Le vrai coût du tabac : ce que le prix du paquet ne dit pas
Multipliez le prix du paquet par vos années de tabac et le chiffre est déjà inconfortable. Mais ce chiffre n'est que le droit d'entrée. Le vrai coût du tabac se cache ailleurs : dans votre contrat d'assurance, chez le dentiste, dans la décote de votre voiture, dans vos arrêts maladie.
Le chiffre sur le ticket est le plus petit
Les fumeurs font le calcul « un paquet par jour fois le nombre d'années » et s'attendent au pire. C'est un vrai chiffre, souvent suffisant à lui seul pour faire réfléchir. Mais c'est aussi le coût visible — celui qu'on paie au comptoir, en une seule transaction qu'on voit passer. Les coûts ci-dessous sont plus discrets. Ils apparaissent sur des relevés annuels, dans des rapports d'expertise, sur des factures qu'on n'associe pas spontanément à la cigarette. Additionnés, ils peuvent rivaliser avec la dépense en paquets, voire la dépasser.
L'assurance vous fait déjà payer
Les primes d'assurance-vie pour fumeurs tournent généralement à un multiple significatif des tarifs non-fumeurs — les assureurs intègrent le risque de mortalité plus élevé, et le demandent noir sur blanc dans le questionnaire. Certaines complémentaires santé font pareil, avec des surprimes qui restent appliquées pendant des années après l'arrêt, le temps de prouver un parcours assez propre. Ce n'est pas un coût ponctuel. C'est une majoration récurrente sur un contrat que vous payez de toute façon, silencieusement plus lourde tant que vous fumez.
Le dentiste, le pressing, la voiture
- Soins dentaires : coloration, risque accru de maladies des gencives, cicatrisation plus lente après un soin — tout cela se traduit par des détartrages plus fréquents et des traitements plus coûteux dans la durée.
- Pressing et lessive : l'odeur de fumée s'accroche aux tissus. Rideaux, manteaux, canapés doivent être nettoyés plus souvent, ne serait-ce que pour redevenir neutres.
- Décote logement et voiture : un logement ou une voiture « fumeur » est un handicap connu à la revente ou en location. Acheteurs et bailleurs le remarquent, négocient à la baisse ou passent leur chemin. Le nettoyage approfondi ou la remise en peinture pour effacer l'odeur est lui-même un coût supplémentaire, avant même la vente.
Rien de tout cela n'apparaît sur un ticket de caisse au moment de l'achat. Cela se voit plus tard : une expertise plus basse, une facture de pressing plus salée, un bailleur qui garde une partie du dépôt de garantie.
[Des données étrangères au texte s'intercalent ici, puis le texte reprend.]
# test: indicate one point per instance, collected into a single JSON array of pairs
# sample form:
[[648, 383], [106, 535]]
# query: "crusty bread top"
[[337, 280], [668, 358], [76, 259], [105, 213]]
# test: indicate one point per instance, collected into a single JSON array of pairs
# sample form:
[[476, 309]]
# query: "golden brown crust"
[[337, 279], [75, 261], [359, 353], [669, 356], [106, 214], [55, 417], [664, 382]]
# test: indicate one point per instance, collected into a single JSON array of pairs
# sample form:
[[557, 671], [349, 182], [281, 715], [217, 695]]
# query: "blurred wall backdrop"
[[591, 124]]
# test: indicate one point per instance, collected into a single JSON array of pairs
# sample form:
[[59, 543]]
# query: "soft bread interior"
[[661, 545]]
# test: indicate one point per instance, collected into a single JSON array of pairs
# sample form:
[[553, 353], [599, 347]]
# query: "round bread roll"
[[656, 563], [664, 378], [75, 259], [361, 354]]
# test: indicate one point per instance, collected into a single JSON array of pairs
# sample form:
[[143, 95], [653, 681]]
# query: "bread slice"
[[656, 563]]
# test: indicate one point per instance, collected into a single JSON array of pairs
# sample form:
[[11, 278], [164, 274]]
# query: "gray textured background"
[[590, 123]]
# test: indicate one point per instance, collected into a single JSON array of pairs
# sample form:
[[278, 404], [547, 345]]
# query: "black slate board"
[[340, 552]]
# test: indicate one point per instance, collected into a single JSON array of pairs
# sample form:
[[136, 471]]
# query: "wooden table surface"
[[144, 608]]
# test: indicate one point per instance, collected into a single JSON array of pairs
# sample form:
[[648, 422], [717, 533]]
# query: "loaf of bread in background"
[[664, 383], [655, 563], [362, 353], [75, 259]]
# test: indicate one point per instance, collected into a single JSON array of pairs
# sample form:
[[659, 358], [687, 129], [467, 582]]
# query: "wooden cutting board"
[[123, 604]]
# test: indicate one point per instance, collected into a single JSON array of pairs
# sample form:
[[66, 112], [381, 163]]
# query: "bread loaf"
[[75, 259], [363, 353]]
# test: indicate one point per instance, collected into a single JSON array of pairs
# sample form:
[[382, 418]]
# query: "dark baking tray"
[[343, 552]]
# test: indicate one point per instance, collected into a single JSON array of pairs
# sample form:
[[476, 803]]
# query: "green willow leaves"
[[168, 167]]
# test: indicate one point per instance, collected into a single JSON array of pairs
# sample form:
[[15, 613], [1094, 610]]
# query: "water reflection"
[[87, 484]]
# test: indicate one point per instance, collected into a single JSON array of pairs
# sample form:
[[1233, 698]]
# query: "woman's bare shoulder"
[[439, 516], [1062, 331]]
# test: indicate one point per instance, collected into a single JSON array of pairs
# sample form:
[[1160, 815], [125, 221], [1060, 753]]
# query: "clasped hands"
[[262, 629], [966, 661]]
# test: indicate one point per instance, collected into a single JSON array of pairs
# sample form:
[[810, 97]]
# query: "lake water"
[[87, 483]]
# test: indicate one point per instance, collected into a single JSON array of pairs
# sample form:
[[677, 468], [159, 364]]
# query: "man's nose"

Les arrêts maladie et le coût du temps
Les affections liées au tabac — des infections respiratoires plus longues à soigner aux pathologies plus sérieuses — se traduisent par des absences au travail. Pour beaucoup, absence rime avec perte de salaire ; même quand ce n'est pas le cas, c'est quand même du temps perdu : convalescence, rendez-vous médicaux, cette sensation générale de moins bien se sentir plus souvent. C'est le coût le plus difficile à chiffrer précisément, et pourtant l'un des plus réels, parce que le temps ne se rattrape pas toujours comme l'argent.
Faire le total
Rien ici pour culpabiliser qui que ce soit — le tabac est une vraie dépendance, pas un simple choix répété chaque jour. Mais quand le grand livre inclut assurance, soins dentaires, nettoyage, décote et temps perdu, le prix du paquet ressemble à un acompte sur une facture bien plus large. Des applications comme Qwit existent en partie pour rendre cette facture visible en temps réel, en suivant l'argent économisé jour après jour plutôt qu'en le laissant comme une vague estimation annuelle.
Voir le coût complet ne rend pas l'arrêt facile. Mais cela montre bien que les économies de l'arrêt ne se limitent pas au paquet non acheté aujourd'hui — elles se cumulent dans des endroits qu'on n'aurait jamais pensé à regarder.
Sources : Organisation mondiale de la santé, Santé publique France, Assurance Maladie.